Cet ouvrage est important pour le champ théorique du design dans la mesure où il confère, dans l’élaboration de tout projet, une place prépondérante à la « matière », et à l’expérimentation, notamment de nouveaux matériaux, mettant ainsi en avant la nécessité de collaborer avec le monde de l’ingénierie, et des nouvelles technologies, et de s’inscrire dans une contemporanéité, qu’elle soit d’ordre matérielle, économique ou politique.

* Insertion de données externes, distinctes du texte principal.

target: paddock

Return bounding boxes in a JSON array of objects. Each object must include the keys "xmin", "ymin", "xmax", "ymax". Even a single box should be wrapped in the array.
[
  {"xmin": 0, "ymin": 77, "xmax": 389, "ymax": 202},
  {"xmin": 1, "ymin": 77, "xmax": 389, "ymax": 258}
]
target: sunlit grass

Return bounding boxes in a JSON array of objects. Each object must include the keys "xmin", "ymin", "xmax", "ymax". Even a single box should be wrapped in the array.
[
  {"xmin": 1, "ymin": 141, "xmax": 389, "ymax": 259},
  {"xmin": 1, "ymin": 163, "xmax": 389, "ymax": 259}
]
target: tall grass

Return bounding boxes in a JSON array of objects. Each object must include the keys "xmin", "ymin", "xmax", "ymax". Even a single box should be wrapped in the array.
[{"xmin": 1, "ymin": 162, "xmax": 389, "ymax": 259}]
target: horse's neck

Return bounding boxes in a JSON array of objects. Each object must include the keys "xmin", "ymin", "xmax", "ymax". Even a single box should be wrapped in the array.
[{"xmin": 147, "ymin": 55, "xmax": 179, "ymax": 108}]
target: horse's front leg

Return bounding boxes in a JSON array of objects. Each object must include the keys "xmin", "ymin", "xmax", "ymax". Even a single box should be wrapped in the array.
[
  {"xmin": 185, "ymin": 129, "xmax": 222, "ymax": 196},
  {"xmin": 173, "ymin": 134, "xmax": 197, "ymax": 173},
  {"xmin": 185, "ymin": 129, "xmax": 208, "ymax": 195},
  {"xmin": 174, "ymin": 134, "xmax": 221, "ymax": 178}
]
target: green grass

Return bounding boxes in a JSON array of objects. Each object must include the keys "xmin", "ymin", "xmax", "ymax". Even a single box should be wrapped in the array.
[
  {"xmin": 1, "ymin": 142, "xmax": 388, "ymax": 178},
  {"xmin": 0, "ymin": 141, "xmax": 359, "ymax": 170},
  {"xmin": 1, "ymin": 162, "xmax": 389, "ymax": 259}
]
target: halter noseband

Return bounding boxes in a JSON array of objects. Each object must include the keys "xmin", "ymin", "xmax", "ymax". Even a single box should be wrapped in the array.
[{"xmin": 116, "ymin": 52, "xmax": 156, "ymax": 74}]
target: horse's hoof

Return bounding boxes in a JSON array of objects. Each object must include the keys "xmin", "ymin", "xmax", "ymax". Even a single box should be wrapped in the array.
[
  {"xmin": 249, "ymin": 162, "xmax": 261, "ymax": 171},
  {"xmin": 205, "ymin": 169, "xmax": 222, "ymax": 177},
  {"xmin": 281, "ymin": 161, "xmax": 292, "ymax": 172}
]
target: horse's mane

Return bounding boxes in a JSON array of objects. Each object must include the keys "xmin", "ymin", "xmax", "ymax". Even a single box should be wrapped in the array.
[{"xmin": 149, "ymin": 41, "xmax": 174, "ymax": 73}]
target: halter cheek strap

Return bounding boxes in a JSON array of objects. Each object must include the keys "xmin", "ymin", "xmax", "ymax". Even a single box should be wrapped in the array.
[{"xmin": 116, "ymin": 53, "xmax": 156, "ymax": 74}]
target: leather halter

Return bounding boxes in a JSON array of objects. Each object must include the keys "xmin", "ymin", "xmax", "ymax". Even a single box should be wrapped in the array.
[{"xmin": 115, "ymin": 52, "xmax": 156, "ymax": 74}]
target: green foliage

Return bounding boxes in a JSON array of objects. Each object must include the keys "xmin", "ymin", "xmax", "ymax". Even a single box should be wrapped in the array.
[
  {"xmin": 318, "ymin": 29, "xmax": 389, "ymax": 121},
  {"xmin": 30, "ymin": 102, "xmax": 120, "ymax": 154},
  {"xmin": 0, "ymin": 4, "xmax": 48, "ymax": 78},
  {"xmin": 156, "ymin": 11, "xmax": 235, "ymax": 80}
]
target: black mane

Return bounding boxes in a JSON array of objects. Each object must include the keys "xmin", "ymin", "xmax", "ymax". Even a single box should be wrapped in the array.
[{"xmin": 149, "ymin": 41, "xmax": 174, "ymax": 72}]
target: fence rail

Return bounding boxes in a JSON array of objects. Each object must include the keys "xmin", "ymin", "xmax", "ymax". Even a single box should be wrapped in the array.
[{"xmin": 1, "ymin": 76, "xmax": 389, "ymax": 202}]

Certes, nous pourrions, de nos jours, à l’instar de Victor Papanek — pour qui, dans toute pollution, les designers avaient leur responsabilité—, nous poser la question éthique du devenir, du préjudice écologique, et du facteur polluant engendrés par tous ces matériaux issus de la pétrochimie. Mais Gaetano Pesce aura également ouvert la voie vers une politique de l’innovation perpétuelle : celle-là même susceptible d’engendrer de nouvelles recherches sur des matériaux, plus « sains », et éco-responsables, tels qu’a pu en témoigner l’exposition : La Fabrique du Vivant, réalisée au Centre Pompidou, en 2019…

Par ailleurs, Gaetano Pesce aura eu tout au moins le mérite, dans la continuité d’Alain Findeli, de s’interroger sur l’« habitabilité » du monde, et sur la question de l’attachement aux objets, en créant, à travers son concept de « design à double fonctionnalité », des « objets qui permettent aux gens de rêver et d’interpréter3 », permettant ainsi de circonvenir à la froideur et la standardisation de l’esthétique du design industriel, tout en répondant besoins du grand public, grâce à son concept de « série diversifiée ». Il s’agit de séries au cours desquelles il aura même été jusqu’à donner voix aux ouvriers, en déréglant les machines, afin de leur laisser une marge d’intervention et de créativité, personnalisant ainsi de nouveau le travail, sur les chaînes de montage.

Il serait certes possible de critiquer la conception toute relative de la notion de « beauté » chez Gaetano Pesce, et son expressivité parfois débordante — propre au côté fantaisiste du personnage —, mais on ne pourrait nier son engagement politique total, qui ressort de son travail, et de sa vision globalisante du métier d’architecte et de designer. Contrairement à certains, qui « se vantent de ne plus toucher physiquement à rien, lui, aura réellement mis la main à la pâte4 ».

Isabelle DONGUY Master 1 « Esthétique », Paris 1 Panthéon-Sorbonne, 2022-2023


  1. Ont contribué à ce catalogue : Germain Viatte, Nicole Pénicault, Jocelyn de Noblet, Raymond Guidot, François barré, Daniel Soutif, et Richard Buchanan. 

  2. Gaetano PESCE, Entretiens, Paris, Ed. Buchet-Chastel, 2017. 

  3. PESCE, Gaetano, Le temps des questions, op. cit., p. 118. 

  4. Gaetano PESCE, Entretiens, op. cit., p. 129.